O raciocínio que justifica o ódio e a vingança é de que os presos têm de ser maltratados para “aprenderem”, uma teoria “aversiva”, como se a privação de liberdade não fosse suficiente. A pena de morte poderia ser aprovada em um plebiscito e as torturas são tacitamente aceitas, quando não explicitamente desejadas, por esse mesmo ânimo de vingança popular – análogo ao dos linchamentos. Ocorre que esses mesmos raciocínios e sentimentos são muito semelhantes aos dos próprios presos, oriundos em sua quase totalidade das camadas da população mais desprovidas de condições econômicas ou da presença do Estado, de vilas relegadas ao poder local do tráfico de drogas, por exemplo.
Criados com sentimentos diários de humilhação, o crime expressa muitas vezes um modo de vingança contra uma sociedade da qual se sentem excluídos, embora muitas vezes atinjam os membros de sua própria comunidade, no que a população chama de “chinelagem”. Isso ocorre com frequência no caso de usuários de crack – e por isso outra iniciativa governamental merece ser saudada, a do governo do Estado ao planejar uma penitenciária estruturada para atender aos presidiários que são dependentes químicos, porque sua recuperação inclui a possibilidade de tratamento dessa dependência.

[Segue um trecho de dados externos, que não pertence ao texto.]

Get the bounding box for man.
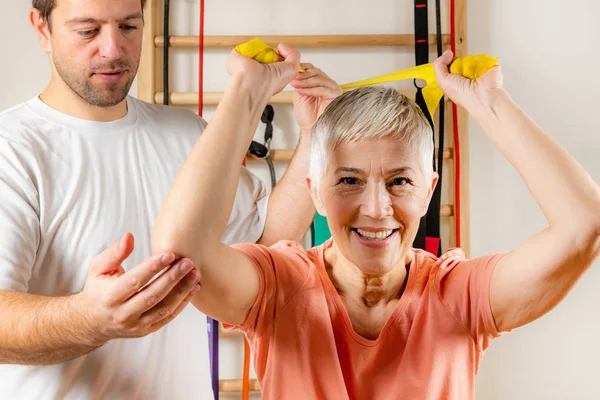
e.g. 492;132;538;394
0;0;341;398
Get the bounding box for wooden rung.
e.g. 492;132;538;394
155;90;445;106
438;147;453;161
246;148;453;163
155;91;299;105
220;379;261;392
155;34;452;48
441;204;454;217
246;149;295;162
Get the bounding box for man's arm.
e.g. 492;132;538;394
257;133;313;246
0;290;101;365
0;234;200;365
258;64;342;246
435;52;600;333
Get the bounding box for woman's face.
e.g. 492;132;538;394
310;137;438;274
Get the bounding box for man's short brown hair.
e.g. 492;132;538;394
32;0;147;27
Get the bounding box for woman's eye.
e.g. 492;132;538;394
388;177;409;187
339;177;359;185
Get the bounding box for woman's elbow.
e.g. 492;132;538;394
151;223;180;256
151;224;212;263
567;215;600;267
588;217;600;257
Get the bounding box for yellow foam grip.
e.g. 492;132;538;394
235;38;305;73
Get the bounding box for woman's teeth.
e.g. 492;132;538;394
355;229;394;240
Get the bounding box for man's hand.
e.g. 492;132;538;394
77;233;201;345
291;64;343;133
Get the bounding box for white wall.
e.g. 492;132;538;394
0;1;51;108
470;1;600;399
1;0;599;399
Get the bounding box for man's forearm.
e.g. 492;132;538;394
0;290;103;365
258;130;315;246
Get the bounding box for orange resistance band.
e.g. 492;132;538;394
242;339;251;400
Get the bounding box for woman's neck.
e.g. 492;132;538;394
324;243;413;308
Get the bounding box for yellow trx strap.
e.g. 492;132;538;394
235;38;498;119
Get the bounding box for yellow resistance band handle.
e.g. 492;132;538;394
235;37;498;119
235;38;305;72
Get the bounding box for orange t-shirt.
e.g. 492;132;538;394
226;240;506;400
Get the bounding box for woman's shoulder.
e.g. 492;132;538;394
233;240;320;275
413;247;466;270
408;247;468;288
411;247;505;292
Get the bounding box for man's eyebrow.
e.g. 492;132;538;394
65;13;143;25
120;13;143;22
65;17;103;25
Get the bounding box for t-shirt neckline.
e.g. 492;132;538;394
315;238;419;347
25;95;138;135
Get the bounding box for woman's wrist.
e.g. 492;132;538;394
469;88;511;124
225;73;273;112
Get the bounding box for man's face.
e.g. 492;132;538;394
45;0;144;107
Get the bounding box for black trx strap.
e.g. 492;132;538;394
250;106;318;246
249;105;277;188
413;0;430;72
412;0;430;252
430;0;445;255
413;0;442;256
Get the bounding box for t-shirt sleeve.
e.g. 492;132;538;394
222;241;311;340
0;137;40;292
195;115;208;132
221;167;269;245
436;252;507;351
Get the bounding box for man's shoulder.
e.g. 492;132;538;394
0;101;29;120
131;97;208;130
0;100;46;147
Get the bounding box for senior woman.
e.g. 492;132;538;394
152;45;600;399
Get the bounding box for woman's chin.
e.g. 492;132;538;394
330;229;409;272
346;252;403;275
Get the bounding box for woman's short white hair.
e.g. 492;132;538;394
309;86;434;191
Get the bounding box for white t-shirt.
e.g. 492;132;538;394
0;96;268;399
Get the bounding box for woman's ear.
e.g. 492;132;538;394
421;172;439;216
306;177;326;217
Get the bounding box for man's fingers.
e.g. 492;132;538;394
89;233;135;277
109;251;177;304
140;279;201;327
120;258;198;316
145;292;196;334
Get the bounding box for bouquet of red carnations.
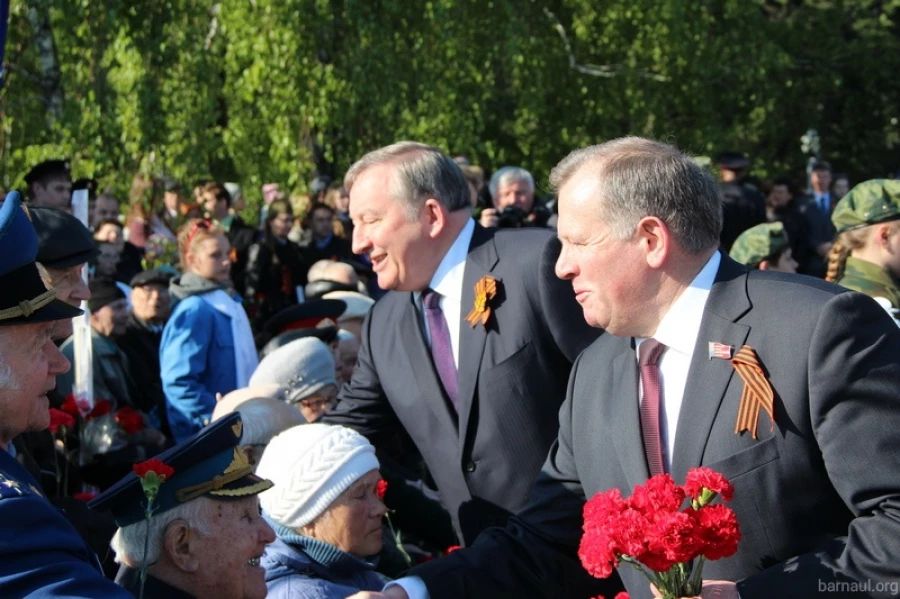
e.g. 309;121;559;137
579;468;741;599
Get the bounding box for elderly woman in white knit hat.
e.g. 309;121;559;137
249;337;339;423
256;424;388;598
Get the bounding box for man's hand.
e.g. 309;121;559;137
650;580;739;599
346;589;409;599
479;208;499;228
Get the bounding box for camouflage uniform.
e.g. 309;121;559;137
728;221;789;267
831;179;900;322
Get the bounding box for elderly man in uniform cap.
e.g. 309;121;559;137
90;412;276;598
728;221;799;273
24;159;73;212
0;192;131;596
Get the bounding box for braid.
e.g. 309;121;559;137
825;229;867;283
825;235;850;283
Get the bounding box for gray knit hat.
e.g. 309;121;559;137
249;337;336;404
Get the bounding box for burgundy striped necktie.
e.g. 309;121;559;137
638;339;668;476
422;288;459;411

Talvez não seja politicamente vantajoso para os governos alardear seus esforços de recuperação de presos e egressos, diante deste ânimo social vingativo. A sociedade precisa evoluir até cessar essa espiral de violência, pois cultivar o ódio se volta contra a própria sociedade. Não bastam ações dos governos, sem todos evoluirmos também.